Ama şimdi İslam dünyasında bir değişim var. Bilgiyi toplama merakı var. Bilgiyi analiz etme isteği var. Bunun zamanla gelişeceğini düşünüyorum.
İslam dini “oku” emri ile başlamış, aynı emirle birlikte yüce Allah kalemden söz ediyor. Bilgiyle bizim ilgilenmemiz gerekiyordu. Bizden öncekilerde hem Emeviler hem Abbasiler döneminde bilgi çok önemsenmiş. Fakat bir süre sonra biz bilgiden kopmuşuz. Dolayısıyla bu tür kurumlar bizde oluşmamış. Batı'da oluşmuş, Amerika'da gelişmiştir. Başlangıç noktası biziz ama biz gittikçe kurumsallıktan uzaklaşıp tükenmişiz. Onlar bizden almışlar, gittikçe kurumsal bir yapıya bürünmüşler.
Hocam belki araya giriyorum ama bizim, bu konuda Avrupalıları ya da Amerikalıları yakalama şansımız var mı?
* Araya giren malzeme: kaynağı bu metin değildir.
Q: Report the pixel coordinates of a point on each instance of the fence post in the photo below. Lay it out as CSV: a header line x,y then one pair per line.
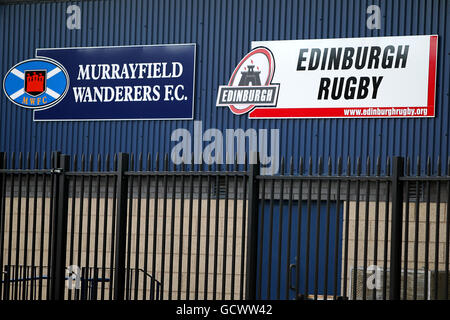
x,y
121,227
396,229
59,247
2,220
252,228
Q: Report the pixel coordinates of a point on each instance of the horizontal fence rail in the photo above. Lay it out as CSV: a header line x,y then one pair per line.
x,y
104,228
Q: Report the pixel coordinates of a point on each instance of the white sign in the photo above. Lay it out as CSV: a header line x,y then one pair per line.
x,y
354,77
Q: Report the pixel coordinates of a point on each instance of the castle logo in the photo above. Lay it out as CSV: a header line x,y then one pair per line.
x,y
36,83
250,84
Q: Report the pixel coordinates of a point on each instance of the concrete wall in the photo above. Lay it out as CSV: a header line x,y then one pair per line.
x,y
414,221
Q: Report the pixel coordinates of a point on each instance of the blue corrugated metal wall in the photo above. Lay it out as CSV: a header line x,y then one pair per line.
x,y
223,30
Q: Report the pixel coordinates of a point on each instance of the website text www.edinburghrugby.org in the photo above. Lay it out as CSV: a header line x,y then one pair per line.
x,y
390,112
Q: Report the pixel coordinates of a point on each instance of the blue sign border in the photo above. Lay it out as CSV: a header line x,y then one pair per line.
x,y
124,46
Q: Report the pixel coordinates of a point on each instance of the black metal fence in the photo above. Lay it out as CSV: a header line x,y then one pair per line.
x,y
107,229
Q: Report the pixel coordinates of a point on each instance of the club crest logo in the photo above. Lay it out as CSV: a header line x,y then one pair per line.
x,y
250,84
36,83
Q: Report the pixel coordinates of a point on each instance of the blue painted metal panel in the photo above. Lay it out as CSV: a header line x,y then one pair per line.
x,y
223,31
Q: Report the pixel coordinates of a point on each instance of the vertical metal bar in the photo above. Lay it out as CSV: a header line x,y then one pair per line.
x,y
54,160
164,225
406,240
121,227
233,250
327,233
437,226
72,222
396,229
366,230
42,232
347,226
147,224
289,234
199,225
252,228
19,232
172,232
308,228
447,233
386,228
89,214
261,237
299,226
216,233
280,231
191,201
377,218
138,232
356,230
427,232
208,234
180,242
130,229
2,217
113,227
58,267
97,222
317,241
337,230
416,231
270,249
225,234
80,221
155,228
243,231
10,236
27,215
105,226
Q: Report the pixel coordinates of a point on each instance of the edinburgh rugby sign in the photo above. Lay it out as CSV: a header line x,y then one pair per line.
x,y
335,78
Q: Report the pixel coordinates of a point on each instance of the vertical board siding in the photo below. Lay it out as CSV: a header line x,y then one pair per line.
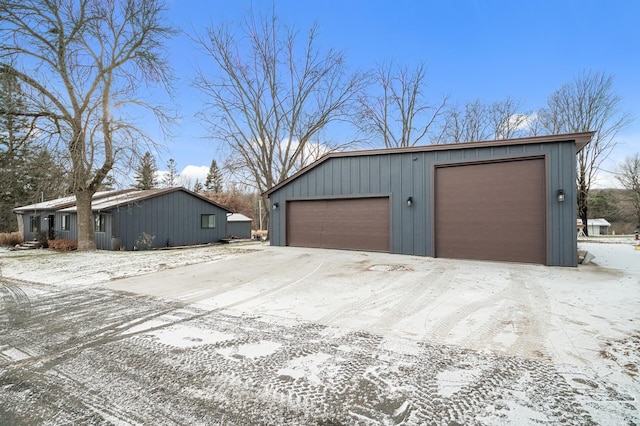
x,y
401,175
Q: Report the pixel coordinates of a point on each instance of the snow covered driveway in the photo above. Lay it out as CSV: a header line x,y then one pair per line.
x,y
267,335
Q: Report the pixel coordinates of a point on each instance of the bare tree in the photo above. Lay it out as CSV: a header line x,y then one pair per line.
x,y
629,176
587,103
82,63
172,176
270,97
480,122
398,113
471,124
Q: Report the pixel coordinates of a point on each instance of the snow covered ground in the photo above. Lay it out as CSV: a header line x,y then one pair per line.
x,y
286,335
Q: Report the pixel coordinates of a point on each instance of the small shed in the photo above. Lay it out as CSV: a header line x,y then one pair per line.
x,y
239,226
597,227
507,200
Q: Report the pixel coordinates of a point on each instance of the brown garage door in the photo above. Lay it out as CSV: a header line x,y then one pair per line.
x,y
491,211
358,223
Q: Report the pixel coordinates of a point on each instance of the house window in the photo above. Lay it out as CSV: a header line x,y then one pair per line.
x,y
35,223
100,222
207,221
65,224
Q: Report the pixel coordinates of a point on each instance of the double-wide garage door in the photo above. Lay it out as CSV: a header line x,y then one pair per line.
x,y
355,223
491,211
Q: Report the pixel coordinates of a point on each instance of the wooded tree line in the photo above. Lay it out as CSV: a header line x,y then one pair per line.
x,y
73,72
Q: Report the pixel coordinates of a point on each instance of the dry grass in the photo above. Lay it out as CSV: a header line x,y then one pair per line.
x,y
10,239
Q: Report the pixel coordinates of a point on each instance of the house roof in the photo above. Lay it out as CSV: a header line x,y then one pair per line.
x,y
580,139
598,222
238,217
105,201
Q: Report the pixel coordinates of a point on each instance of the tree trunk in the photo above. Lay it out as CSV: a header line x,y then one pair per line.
x,y
86,230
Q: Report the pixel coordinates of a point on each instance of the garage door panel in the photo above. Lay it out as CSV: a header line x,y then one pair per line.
x,y
492,211
359,223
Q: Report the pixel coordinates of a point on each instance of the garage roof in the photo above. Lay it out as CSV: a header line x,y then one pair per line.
x,y
580,139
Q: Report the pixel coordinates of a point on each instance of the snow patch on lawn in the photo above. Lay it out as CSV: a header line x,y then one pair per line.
x,y
310,367
452,381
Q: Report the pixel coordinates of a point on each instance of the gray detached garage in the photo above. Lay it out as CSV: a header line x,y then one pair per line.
x,y
507,200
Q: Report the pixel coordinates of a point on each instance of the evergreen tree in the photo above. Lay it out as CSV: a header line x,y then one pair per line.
x,y
145,175
170,179
214,178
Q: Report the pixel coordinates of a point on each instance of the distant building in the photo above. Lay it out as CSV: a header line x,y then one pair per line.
x,y
507,200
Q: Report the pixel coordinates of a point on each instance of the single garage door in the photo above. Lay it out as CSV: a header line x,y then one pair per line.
x,y
491,211
356,223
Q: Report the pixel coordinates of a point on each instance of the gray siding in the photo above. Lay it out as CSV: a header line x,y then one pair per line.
x,y
173,218
410,174
239,229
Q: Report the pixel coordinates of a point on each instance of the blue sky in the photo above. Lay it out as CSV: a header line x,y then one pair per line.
x,y
485,50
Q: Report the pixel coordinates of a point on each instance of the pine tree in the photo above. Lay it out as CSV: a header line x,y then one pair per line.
x,y
28,172
214,178
170,179
145,175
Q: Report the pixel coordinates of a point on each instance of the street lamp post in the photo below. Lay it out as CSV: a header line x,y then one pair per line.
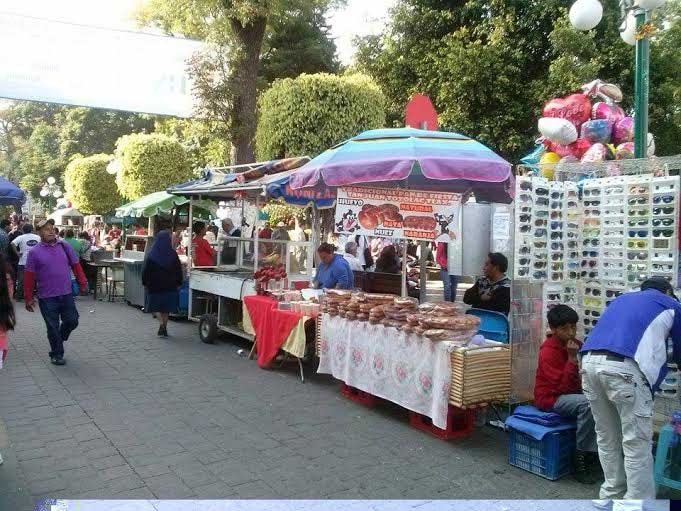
x,y
636,15
50,189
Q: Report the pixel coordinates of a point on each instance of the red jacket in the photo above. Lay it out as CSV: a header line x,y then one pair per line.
x,y
556,374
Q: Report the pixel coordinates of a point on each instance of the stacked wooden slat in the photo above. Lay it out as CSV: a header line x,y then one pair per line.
x,y
480,375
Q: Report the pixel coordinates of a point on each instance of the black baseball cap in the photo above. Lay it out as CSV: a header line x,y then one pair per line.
x,y
660,284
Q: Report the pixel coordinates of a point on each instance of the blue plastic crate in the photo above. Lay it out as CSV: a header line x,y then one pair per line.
x,y
550,457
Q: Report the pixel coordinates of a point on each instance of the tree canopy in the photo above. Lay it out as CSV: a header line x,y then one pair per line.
x,y
489,65
89,187
309,114
244,38
149,163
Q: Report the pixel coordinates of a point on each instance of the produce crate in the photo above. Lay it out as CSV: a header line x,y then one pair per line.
x,y
550,457
480,375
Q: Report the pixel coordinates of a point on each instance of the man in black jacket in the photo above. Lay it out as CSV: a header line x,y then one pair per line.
x,y
493,291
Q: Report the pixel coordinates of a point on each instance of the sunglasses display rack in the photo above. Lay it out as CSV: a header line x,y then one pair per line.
x,y
602,237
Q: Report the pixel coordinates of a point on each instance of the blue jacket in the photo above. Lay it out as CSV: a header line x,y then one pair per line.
x,y
637,326
336,274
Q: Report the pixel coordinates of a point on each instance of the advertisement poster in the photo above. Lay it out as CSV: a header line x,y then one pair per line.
x,y
398,213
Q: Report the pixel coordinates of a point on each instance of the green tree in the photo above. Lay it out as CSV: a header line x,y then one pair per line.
x,y
40,158
149,163
91,189
309,114
490,65
226,76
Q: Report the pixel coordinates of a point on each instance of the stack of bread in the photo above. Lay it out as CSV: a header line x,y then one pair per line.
x,y
441,322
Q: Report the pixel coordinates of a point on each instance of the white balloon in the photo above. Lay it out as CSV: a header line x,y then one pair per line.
x,y
560,131
628,29
649,5
586,14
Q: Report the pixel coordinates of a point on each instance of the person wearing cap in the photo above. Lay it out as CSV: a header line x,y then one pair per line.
x,y
49,265
624,360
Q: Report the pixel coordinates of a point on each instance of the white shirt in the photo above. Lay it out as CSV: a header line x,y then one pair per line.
x,y
24,244
354,263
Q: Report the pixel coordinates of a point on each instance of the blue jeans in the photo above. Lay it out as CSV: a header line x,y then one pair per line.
x,y
61,317
451,283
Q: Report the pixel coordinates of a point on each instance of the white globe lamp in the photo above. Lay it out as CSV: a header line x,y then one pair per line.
x,y
586,14
628,30
649,5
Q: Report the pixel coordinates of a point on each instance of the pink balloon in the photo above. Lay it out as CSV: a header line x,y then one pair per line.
x,y
596,153
623,131
625,151
612,113
576,108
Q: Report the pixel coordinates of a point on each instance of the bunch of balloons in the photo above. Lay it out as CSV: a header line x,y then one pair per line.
x,y
585,127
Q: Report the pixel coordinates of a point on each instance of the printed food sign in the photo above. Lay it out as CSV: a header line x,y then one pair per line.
x,y
397,213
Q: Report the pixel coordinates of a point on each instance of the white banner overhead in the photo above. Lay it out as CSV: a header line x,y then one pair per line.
x,y
73,64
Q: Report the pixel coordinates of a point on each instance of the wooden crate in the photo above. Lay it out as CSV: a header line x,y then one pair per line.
x,y
480,375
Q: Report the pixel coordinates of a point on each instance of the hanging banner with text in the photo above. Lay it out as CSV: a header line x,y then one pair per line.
x,y
398,213
73,64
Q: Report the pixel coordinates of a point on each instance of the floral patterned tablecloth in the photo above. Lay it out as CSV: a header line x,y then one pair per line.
x,y
404,368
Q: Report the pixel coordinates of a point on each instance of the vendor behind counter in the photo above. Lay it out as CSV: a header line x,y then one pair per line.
x,y
334,271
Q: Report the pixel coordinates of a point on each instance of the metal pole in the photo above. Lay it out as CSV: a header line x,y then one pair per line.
x,y
642,84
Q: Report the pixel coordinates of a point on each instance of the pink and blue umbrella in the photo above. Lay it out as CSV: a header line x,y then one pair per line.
x,y
422,159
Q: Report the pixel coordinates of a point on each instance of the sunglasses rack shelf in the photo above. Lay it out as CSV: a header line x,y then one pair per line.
x,y
609,234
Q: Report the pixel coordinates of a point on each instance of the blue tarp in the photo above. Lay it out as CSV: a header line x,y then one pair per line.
x,y
11,194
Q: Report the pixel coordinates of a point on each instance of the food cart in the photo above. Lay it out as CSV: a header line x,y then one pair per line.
x,y
157,207
420,185
216,293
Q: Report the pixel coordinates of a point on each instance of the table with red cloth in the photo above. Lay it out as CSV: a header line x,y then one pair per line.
x,y
272,326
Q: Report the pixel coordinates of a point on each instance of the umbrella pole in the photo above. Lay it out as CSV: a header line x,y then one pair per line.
x,y
423,276
404,268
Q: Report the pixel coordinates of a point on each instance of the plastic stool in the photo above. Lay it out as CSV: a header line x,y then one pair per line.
x,y
662,462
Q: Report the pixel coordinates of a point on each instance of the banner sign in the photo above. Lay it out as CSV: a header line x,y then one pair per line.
x,y
398,213
73,64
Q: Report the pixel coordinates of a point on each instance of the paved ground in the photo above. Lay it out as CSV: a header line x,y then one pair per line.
x,y
133,416
345,505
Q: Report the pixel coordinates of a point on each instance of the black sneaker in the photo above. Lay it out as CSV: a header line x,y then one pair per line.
x,y
583,472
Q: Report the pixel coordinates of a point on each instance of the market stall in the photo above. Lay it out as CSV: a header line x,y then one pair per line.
x,y
407,184
218,292
155,208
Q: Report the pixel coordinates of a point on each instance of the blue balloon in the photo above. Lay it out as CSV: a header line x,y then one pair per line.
x,y
534,157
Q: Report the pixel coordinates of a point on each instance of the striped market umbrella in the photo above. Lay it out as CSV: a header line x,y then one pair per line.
x,y
423,159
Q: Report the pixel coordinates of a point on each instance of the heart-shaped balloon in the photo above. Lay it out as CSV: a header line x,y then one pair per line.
x,y
576,149
612,113
625,151
560,131
597,130
576,108
596,153
623,131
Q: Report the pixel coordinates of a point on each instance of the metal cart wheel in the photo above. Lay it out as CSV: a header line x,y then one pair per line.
x,y
208,328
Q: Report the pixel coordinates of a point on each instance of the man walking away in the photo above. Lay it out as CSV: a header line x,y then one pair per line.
x,y
22,245
49,265
624,361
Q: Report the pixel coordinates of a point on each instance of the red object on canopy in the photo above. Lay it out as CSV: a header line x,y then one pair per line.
x,y
420,113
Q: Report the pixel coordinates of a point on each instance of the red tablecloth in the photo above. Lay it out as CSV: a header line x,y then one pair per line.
x,y
272,326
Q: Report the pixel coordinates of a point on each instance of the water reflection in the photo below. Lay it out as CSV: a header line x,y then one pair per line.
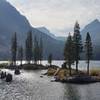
x,y
71,92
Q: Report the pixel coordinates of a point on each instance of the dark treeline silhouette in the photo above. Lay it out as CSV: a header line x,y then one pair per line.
x,y
33,50
74,48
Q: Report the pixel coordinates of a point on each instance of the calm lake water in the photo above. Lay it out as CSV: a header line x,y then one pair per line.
x,y
30,86
82,64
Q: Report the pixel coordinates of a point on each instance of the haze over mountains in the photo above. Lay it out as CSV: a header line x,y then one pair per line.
x,y
12,21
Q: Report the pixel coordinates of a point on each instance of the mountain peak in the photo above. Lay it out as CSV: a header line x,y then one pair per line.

Türkiye'de özellikle 2000 yılından sonra bu tür kurumlar hızla yaygınlaşmaya başladı. Çünkü bu tür kurumların çalışma ortamı bilgi toplama ve düşünce özgürlüğü ile doğrudan ilişkilidir. Eğer bilgi toplama özgürlüğünüz yoksa siz bu kurumları oluşturamazsınız. Düşünce özgürlüğü yoksa bu tür kurumlar işlevsel hale gelmez. Diktatörler tarafından, krallar tarafından yönetilen bir İslam âleminde bu tür kurumların boy atması düşünülemez.
20. yüzyıldan önce Müslümanlar zihnen dağıldıkları için bu tür kurumları oluşturamamışlar, 20. yüzyılda İslam âlemi diktatörlerin, zalim kralların yönetiminde olduğu için bu tür kurumları meydana getirememiş.
Türkiye'de 2000'li yıllardan sonra bu tür kurumlar hızla artmaya başladı. Bugün muhtemelen elliye yakın bu işi yapan, kimisi aktif kimisi değil bu işi yapan, kurum vardır.
Şimdi biz bu konuda Batıyı yakalar mıyız?
Biz, bilgi toplama konuları açısından Batı'dan daha uzun bir geçmişe sahibiz.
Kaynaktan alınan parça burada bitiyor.